I like to be alone but I never admired loneliness, there's a difference. 

And I seemed to have forgotten that fact when I chose this apartment which is of course close to my college but the neighborhood is oddly quite. If I was somehow found lying dead in this apartment no one would ever know except for only those who know I live here such as Iti.

That reminded me to check her text, I scrolled through many texts but after a moment of realization I turned the screen off without texting back. It would be better if I stay away for a while.. I'll be able to clear my head more easily.

I don't let myself remember that night as the days passed by, the cycle went on.. I wake up I go to college I avoid stumbling upon Moksha or Adi or... Aarav even if I know he's not attending college these days but still. 

Two days passed and I was okay to be invisible. I ignored any text that came from anyone and even Diya's too. I was in no mood to talk. Or get lectured again.

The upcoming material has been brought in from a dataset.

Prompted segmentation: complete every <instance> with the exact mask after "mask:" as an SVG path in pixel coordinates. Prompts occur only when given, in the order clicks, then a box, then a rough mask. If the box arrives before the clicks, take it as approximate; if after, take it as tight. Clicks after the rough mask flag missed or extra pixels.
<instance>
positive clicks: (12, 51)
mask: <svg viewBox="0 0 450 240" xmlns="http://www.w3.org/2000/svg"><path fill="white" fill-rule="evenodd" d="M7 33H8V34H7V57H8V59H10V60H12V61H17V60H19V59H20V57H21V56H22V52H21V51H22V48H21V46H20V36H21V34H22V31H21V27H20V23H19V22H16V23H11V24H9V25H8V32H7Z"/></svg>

I was going through my book when my phone rang and when I checked the caller I'd it was Iti. I silenced the phone turning my attention back to the book. I just read everyone's text from the notification so I'd know if they're not in immediate need.

She called me again and this time I declined her call. Anger surged back into me and I shut the book close.. I'll break in front of her if I talked to her.

This while she didn't call instead there's a text from her that I managed to read from the notification.

Iti: I know that you're reading this and you're actively ignoring me. I did not allowed you off to an apartment to settle in hibernation there. Get yourself here right now!! It's urgent.

Nothing except for the words It's urgent made me reply her back.

Me: What happened?
Iti: MAYRAAAA WHAT IS WRONG WITH YOU!
Me: Tell me.
Iti: Come home. Mumma's here.

Mumma? whyy is she here? 

I rushed to change into some decent clothes and slipped out with the apartment keys. With a cab it took me thirty minutes to reach and I paid the driver in haste.

There were so many cars parked outside the porch but the one I looked for was missing, thank god Aarav wasn't home.

I rushed jogging in only to find the entire family and even the -in-laws present here. Mumma and dad were at the couch beside Suvy maa. Even dadi was here busy chatting with Ramika dadi. Even both grandfathers were here.

But the strangest thing I stumbled upon wasn't this, Rashmi bua and her daughter Tanvisha occupied the couch opposite others. They all were discussing something and when all of their attention went to me I tried not to act nervous.

Moksha and Aaksha came by my side and the former one clutched my hands with a tight smile. I can feel something terrible is going to come, I can feel it everywhere in my body.

"Mayra. Why didn't you tell me before shifting to another place" Suvy maa's tone was stern and she eyed me with a disappointed look "I.. am sorry maa" she presses her lips nodding in consideration.

"Anyway have a dessert Mayra" bua calls me as she brings me a plate full of various sweets "F-for what?" I was confused to all of them gathered here out of the blue.. and moreover mumma didn't even tell me she was coming. I was home just two days ago so obviously it's a sudden plan or she must have told me.

"Aarav ki engagement fix hogyi na" (Aarav is getting engaged) I did not hear after that.. everything dulled. My heartbeat the only sound ramming in my ears. Moksha squeezed my hand from behind and so I realized bua extended her hand to make me eat. I took that bite from her hand out of courtesy.

"With... whom?" it was even harder to voice that out.

"To Tanvisha" she comments and that bite slipped out of my hand. I felt all the eyes on me and I suddenly felt so hyperventilated.

Aarav is getting engaged ....to my cousin?